Member of the New Hampshire Executive Council from the 1st district
- In office January 2, 2019 – January 6, 2021
- Preceded by: Joseph Kenney
- Succeeded by: Joseph Kenney

Treasurer of Grafton County, NH
- Incumbent
- Assumed office 2025

Personal details
- Born: Littleton, New Hampshire, U.S.
- Party: Democratic
- Spouse: Julie
- Children: 2
- Education: Springfield College (BA)

= Michael Cryans =

American politician

Michael Cryans is an American politician and former banker formerly serving as a member of the Executive Council of New Hampshire from 1st district.

== Early life and education ==
Cryans was born in Littleton, New Hampshire. After graduating from Littleton High School, he earned a Bachelor of Arts degree in Physical Education from Springfield College.

== Career ==
After graduating from college, Cryans returned to Littleton High School as a teacher before starting a career in banking.

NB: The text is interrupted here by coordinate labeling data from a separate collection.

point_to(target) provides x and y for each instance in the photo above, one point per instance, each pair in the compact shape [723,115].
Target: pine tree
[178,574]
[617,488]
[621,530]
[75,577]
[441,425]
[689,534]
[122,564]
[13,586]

Cryans served as Vice President of the Dartmouth Banking Company and later worked as executive director of Headrest, Inc., a substance abuse rehabilitation facility located in Lebanon, New Hampshire.

A Democrat, Cryans took office on January 2, 2019, after defeating Republican incumbent Joseph Kenney in the 2018 general election. He had previously sought the seat in 2014 and 2016, but lost both times to Kenney.

== Personal life ==
Cryans lives in Hanover, New Hampshire with his wife, Julie. They have two sons and two grandchildren.